Moisés, en el sacrificio del Sinaí, sella la Antigua Alianza (Éx 24)
Poco después, al sur de la península arábiga, Yavé, por medio de Moisés, en
el marco formidable del monte Sinaí, va a establecer solemnemente la Alianza
con su pueblo elegido:
«Escribió Moisés todas las palabras de Yavé y, levantándose temprano por la
mañana, construyó al pie de la montaña un altar con doce piedras, por las
doce tribus de Israel». Sobre él se «inmolaron toros en holocausto, víctimas
pacíficas a Yavé». Moisés, entonces, «tomó el libro de la alianza, y se lo
leyó al pueblo, que respondió: "Todo cuanto dice Yavé lo cumpliremos y
obedeceremos". Tomó después la sangre y la esparció sobre el pueblo,
diciendo: "Ésta es la sangre de la Alianza que hace con vosotros Yavé sobre
todos estos preceptos"».
Así pues, en esta gran ceremonia litúrgica, una vez celebrada la liturgia de
la palabra, se realiza la liturgia del sacrificio, y en la sangre derramada
viene a sellarse la Alianza Antigua de amor mutuo que une a Yavé con su
Pueblo.
Posteriormente, ya en la tierra de Canán, vivirá Israel bajo la autoridad de
Jueces (1220 a.C.) y de Reyes (1030 a.C.). Después de Saúl, reinará el gran
David (1010 a.C.), cuyo hijo Salomón construirá el Templo, un lugar estable
y grandioso, en lo alto del monte Sión, destinado al culto de Yavé... Así
van pasando los siglos, y mientras el Señor, en su bondad misericordiosa,
permanece siempre fiel a la Alianza, son muchas las veces en que Israel, su
pueblo, su esposa, la quebranta miserablemente.

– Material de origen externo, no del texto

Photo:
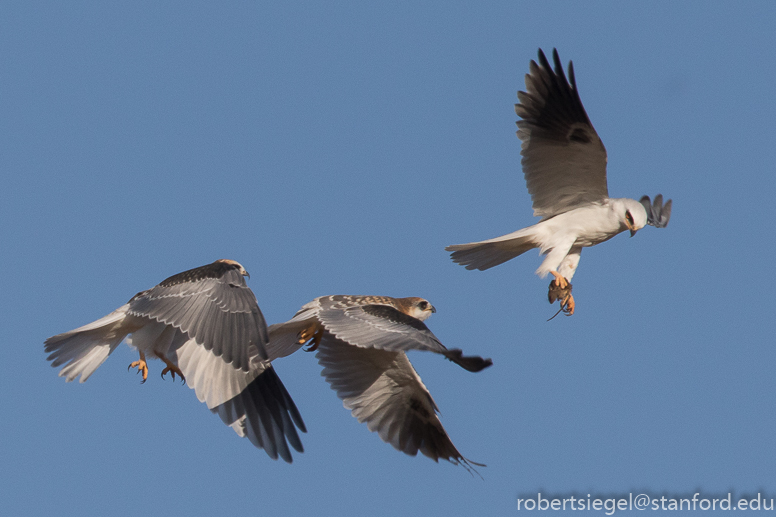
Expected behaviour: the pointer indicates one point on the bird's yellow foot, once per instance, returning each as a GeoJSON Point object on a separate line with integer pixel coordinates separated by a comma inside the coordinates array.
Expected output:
{"type": "Point", "coordinates": [568, 304]}
{"type": "Point", "coordinates": [171, 368]}
{"type": "Point", "coordinates": [314, 333]}
{"type": "Point", "coordinates": [141, 366]}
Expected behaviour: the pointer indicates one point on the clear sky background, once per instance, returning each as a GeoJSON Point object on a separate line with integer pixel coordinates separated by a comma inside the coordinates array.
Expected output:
{"type": "Point", "coordinates": [337, 148]}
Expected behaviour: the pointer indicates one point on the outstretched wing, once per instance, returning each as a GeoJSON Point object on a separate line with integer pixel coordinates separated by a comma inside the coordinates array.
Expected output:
{"type": "Point", "coordinates": [214, 306]}
{"type": "Point", "coordinates": [382, 389]}
{"type": "Point", "coordinates": [658, 214]}
{"type": "Point", "coordinates": [564, 160]}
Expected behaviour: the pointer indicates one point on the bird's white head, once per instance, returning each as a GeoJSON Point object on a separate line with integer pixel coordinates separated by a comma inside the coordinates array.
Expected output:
{"type": "Point", "coordinates": [631, 214]}
{"type": "Point", "coordinates": [416, 307]}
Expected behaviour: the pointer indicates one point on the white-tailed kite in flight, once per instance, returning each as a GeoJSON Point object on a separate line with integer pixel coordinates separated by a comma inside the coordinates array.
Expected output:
{"type": "Point", "coordinates": [206, 326]}
{"type": "Point", "coordinates": [564, 162]}
{"type": "Point", "coordinates": [361, 343]}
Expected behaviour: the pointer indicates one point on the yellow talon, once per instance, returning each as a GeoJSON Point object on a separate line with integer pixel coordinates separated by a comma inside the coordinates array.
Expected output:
{"type": "Point", "coordinates": [314, 333]}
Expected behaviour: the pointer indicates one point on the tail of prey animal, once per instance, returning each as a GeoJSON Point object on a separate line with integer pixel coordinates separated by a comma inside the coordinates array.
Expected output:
{"type": "Point", "coordinates": [486, 254]}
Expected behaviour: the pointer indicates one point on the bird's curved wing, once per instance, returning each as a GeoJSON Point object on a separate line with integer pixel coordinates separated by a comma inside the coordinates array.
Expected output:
{"type": "Point", "coordinates": [214, 306]}
{"type": "Point", "coordinates": [382, 389]}
{"type": "Point", "coordinates": [564, 160]}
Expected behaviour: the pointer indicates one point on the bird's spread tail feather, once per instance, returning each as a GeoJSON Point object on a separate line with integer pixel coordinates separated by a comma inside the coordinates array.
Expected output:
{"type": "Point", "coordinates": [84, 349]}
{"type": "Point", "coordinates": [487, 254]}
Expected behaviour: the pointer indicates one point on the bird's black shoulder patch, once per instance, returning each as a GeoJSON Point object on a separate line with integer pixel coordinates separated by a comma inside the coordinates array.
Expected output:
{"type": "Point", "coordinates": [391, 314]}
{"type": "Point", "coordinates": [214, 270]}
{"type": "Point", "coordinates": [579, 135]}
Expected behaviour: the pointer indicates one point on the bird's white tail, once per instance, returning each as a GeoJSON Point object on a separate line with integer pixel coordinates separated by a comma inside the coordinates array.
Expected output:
{"type": "Point", "coordinates": [486, 254]}
{"type": "Point", "coordinates": [84, 349]}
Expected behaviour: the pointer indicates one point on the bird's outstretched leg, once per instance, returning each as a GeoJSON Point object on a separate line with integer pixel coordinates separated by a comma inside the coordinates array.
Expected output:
{"type": "Point", "coordinates": [314, 333]}
{"type": "Point", "coordinates": [560, 289]}
{"type": "Point", "coordinates": [171, 367]}
{"type": "Point", "coordinates": [141, 366]}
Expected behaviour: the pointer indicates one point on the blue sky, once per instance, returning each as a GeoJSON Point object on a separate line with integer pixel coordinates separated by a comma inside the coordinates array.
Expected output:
{"type": "Point", "coordinates": [337, 148]}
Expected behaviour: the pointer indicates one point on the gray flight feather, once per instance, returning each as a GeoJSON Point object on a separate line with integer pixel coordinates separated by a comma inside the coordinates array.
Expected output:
{"type": "Point", "coordinates": [564, 160]}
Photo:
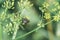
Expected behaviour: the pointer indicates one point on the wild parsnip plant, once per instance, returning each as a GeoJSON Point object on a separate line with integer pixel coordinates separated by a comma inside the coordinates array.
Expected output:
{"type": "Point", "coordinates": [12, 22]}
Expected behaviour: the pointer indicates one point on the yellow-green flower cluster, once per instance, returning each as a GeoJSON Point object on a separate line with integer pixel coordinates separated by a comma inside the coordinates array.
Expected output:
{"type": "Point", "coordinates": [46, 4]}
{"type": "Point", "coordinates": [57, 6]}
{"type": "Point", "coordinates": [24, 4]}
{"type": "Point", "coordinates": [8, 28]}
{"type": "Point", "coordinates": [40, 24]}
{"type": "Point", "coordinates": [8, 4]}
{"type": "Point", "coordinates": [47, 15]}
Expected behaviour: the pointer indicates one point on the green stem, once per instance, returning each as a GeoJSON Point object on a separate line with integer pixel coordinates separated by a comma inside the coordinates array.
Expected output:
{"type": "Point", "coordinates": [32, 31]}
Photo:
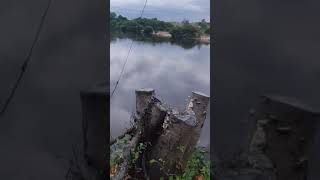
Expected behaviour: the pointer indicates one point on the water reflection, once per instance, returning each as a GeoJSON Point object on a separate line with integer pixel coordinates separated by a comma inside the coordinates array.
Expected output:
{"type": "Point", "coordinates": [174, 71]}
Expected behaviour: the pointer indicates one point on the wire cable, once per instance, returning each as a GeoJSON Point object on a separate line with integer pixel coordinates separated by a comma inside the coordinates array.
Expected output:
{"type": "Point", "coordinates": [127, 57]}
{"type": "Point", "coordinates": [26, 61]}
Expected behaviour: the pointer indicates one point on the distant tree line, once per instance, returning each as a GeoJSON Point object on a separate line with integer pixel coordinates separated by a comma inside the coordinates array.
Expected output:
{"type": "Point", "coordinates": [144, 26]}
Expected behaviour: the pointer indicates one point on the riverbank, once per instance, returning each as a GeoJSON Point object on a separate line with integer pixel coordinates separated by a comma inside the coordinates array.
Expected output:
{"type": "Point", "coordinates": [164, 34]}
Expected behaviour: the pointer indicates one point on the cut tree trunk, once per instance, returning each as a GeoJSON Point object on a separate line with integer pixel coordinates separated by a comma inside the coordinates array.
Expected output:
{"type": "Point", "coordinates": [165, 130]}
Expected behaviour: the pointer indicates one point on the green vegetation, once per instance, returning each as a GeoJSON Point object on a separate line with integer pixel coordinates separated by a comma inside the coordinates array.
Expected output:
{"type": "Point", "coordinates": [139, 25]}
{"type": "Point", "coordinates": [146, 27]}
{"type": "Point", "coordinates": [197, 166]}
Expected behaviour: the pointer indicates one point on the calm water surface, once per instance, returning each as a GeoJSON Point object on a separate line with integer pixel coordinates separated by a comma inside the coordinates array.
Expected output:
{"type": "Point", "coordinates": [174, 71]}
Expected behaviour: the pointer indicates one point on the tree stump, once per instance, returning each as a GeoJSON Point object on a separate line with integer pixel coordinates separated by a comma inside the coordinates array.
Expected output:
{"type": "Point", "coordinates": [181, 132]}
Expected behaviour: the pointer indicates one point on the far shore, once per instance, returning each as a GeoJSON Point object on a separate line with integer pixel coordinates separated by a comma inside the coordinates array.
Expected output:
{"type": "Point", "coordinates": [164, 34]}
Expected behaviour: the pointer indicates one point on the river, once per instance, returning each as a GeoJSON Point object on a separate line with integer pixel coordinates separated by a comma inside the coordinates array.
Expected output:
{"type": "Point", "coordinates": [173, 70]}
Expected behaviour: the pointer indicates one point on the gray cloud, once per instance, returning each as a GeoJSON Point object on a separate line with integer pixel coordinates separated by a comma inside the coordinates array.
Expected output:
{"type": "Point", "coordinates": [193, 10]}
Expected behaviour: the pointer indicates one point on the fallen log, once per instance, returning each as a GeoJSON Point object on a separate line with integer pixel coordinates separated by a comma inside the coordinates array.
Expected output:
{"type": "Point", "coordinates": [158, 132]}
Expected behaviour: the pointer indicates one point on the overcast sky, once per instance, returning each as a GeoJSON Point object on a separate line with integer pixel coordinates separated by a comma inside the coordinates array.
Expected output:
{"type": "Point", "coordinates": [168, 10]}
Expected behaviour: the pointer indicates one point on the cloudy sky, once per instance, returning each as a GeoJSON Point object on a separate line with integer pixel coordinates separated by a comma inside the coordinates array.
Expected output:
{"type": "Point", "coordinates": [169, 10]}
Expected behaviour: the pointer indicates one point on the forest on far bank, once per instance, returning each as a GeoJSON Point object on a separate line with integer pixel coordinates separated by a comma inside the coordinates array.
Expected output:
{"type": "Point", "coordinates": [184, 30]}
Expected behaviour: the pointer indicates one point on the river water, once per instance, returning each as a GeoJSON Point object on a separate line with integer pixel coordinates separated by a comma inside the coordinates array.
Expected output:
{"type": "Point", "coordinates": [173, 70]}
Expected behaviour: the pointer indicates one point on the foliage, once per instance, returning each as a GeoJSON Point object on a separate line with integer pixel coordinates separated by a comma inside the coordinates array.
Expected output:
{"type": "Point", "coordinates": [185, 32]}
{"type": "Point", "coordinates": [197, 166]}
{"type": "Point", "coordinates": [136, 153]}
{"type": "Point", "coordinates": [117, 153]}
{"type": "Point", "coordinates": [124, 25]}
{"type": "Point", "coordinates": [146, 26]}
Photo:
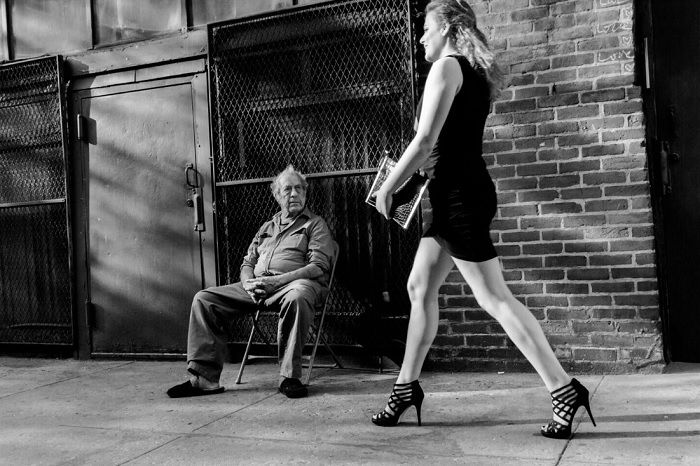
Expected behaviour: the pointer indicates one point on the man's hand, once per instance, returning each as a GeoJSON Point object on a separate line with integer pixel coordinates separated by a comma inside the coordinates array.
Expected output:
{"type": "Point", "coordinates": [261, 287]}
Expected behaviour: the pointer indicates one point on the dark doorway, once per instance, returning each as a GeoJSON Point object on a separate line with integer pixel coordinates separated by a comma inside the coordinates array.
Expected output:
{"type": "Point", "coordinates": [669, 41]}
{"type": "Point", "coordinates": [143, 155]}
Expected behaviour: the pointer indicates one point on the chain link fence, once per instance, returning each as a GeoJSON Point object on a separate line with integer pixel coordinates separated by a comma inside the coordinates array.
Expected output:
{"type": "Point", "coordinates": [35, 286]}
{"type": "Point", "coordinates": [330, 89]}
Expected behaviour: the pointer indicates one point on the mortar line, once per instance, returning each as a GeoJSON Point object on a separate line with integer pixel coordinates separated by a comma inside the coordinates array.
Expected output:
{"type": "Point", "coordinates": [65, 380]}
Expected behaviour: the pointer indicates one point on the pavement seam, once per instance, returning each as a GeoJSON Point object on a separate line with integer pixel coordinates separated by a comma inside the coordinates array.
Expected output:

Elías, en el sacrificio del Carmelo, restaura la Alianza violada (1Re 16-18)
Una de las más horribles infidelidades de Israel se produce hacia el año 850
(a.C.), cuando, después de Basá y de sus malvados sucesores, reina sobre
Israel el rey Ajab: «Él hizo el mal a los ojos de Yavé, más que todos
cuantos le habían precedido». Después de casarse con Jezabel, hija del rey
de Sidón, comienza a dar culto a Baal, y alza en su honor altares
idolátricos, fomentando en Israel su culto. Jezabel, por su parte, hace
cuanto puede para eliminar a todos los profetas de Yavé... El principal de
ellos, Elías, ha de huir y esconderse, hasta el día que el Señor quiera.
En efecto, llega el día en que el profeta Elías consigue que Ajab reuna al
pueblo de Israel en el monte Carmelo, que, a la altura de Nazaret, se alza
sobre el Mediterráneo. Él es el único profeta de Yavé, y a la asamblea
decisiva acuden cuatrocientos cincuenta profetas de Baal. Ha llegado el
momento de plantear claramente al pueblo: «¿Hasta cuándo habéis de estar
vosotros claudicando de un lado y de otro? Si Yavé es Dios, seguidle a él; y
si lo es Baal, id tras él». Sin embargo, a tan clara pregunta, «el pueblo no
respondió nada».
Acude entonces Elías a una espectacular prueba de Dios. Preparen los
profetas de Baal el sacrificio de un buey, y Elías preparará otro. Invoquen
unos y otro el fuego divino para el holocausto. «El Dios que respondiere con
el fuego, ése sea Dios». Esto sí convence al pueblo, que aprueba: «Eso está
muy bien».
Los profetas de Baal, de la mañana al mediodía, se desgañitan llamando a su
Dios, saltando según sus ritos, sangrándose con lancetas. Todo inútil. Elías
ironiza: «Gritad más fuerte; es dios, pero quizá esté entretenido
conversando, o tiene algún negocio, o quizá esté de viaje»...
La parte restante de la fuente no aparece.